World Health Organization Director-General Dr. Tedros Adhanom Ghebreyesus presented the Pathogen Access and Benefit Sharing (PABS) annex to the WHO Pandemic Agreement.
This framework aims to prevent the inequities seen during the COVID-19 pandemic by ensuring that countries sharing pathogen data receive fair access to the resulting medical benefits. The system seeks to balance the rapid sharing of biological materials with the guaranteed delivery of vaccines and treatments to all nations.
The PABS system is a critical component of the broader Pandemic Agreement. Member states held a second intergovernmental meeting on the system from Sept. 15-19, 2025 [1]. During these sessions, negotiators worked to finalize the annex to ensure that the sharing of pathogens—the viruses or bacteria that cause disease—is linked to a transparent benefit-sharing mechanism.
Developing nations have historically shared genetic sequences of pathogens only to find themselves unable to afford the vaccines developed from that data. The PABS annex is designed to codify the obligations of both the providers of data and the manufacturers of medical countermeasures.
Despite the progress made during the September sessions, some points of contention remained among member states. To resolve these outstanding issues, member states decided to resume PABS negotiations in January 2026 [2]. These discussions are intended to finalize the legal language of the annex to ensure it is enforceable across different jurisdictions.
Dr. Tedros said the goal is to build a more resilient global health architecture. By establishing a unified system for access and benefit-sharing, the WHO intends to remove the diplomatic and economic hurdles that slowed the global response to previous health emergencies.
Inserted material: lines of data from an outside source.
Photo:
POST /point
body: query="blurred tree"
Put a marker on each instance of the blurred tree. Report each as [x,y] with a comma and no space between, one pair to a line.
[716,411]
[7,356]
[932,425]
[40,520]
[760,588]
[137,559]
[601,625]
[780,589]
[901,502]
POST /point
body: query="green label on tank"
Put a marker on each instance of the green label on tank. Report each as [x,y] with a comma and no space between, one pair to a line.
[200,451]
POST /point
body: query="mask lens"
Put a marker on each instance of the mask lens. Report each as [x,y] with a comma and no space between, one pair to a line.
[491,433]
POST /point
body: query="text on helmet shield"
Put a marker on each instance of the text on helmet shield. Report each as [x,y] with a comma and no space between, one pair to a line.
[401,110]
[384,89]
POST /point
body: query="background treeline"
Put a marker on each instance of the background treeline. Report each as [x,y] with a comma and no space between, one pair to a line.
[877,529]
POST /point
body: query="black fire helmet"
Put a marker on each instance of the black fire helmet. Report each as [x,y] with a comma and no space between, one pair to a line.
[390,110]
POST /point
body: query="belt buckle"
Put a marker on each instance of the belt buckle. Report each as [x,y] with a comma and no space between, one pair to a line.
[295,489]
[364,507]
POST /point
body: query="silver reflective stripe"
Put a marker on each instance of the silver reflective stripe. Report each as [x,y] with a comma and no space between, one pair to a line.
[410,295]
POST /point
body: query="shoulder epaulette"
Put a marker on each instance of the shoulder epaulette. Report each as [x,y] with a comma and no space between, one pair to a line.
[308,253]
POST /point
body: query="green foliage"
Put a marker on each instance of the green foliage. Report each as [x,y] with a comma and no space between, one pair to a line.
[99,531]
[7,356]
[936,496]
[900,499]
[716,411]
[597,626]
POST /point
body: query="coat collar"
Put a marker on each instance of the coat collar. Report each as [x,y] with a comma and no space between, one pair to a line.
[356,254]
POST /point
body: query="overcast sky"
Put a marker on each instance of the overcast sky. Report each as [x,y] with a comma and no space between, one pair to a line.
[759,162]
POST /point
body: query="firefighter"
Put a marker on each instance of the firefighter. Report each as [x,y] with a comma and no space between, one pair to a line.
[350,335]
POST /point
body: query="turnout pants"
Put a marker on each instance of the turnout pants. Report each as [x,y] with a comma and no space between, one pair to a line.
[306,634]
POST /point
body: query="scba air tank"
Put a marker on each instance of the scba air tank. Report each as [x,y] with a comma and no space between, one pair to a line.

“The system seeks to balance the rapid sharing of biological materials with the guaranteed delivery of vaccines.”
The PABS annex represents a shift from voluntary cooperation to a structured legal requirement for pathogen sharing. By tying the sharing of genetic data to the guaranteed receipt of benefits, the WHO is attempting to solve the 'equity gap' that left many low-income countries without vaccines during COVID-19. The success of the January 2026 negotiations will determine if the global community can establish a binding precedent for biological sovereignty and shared medical advancement.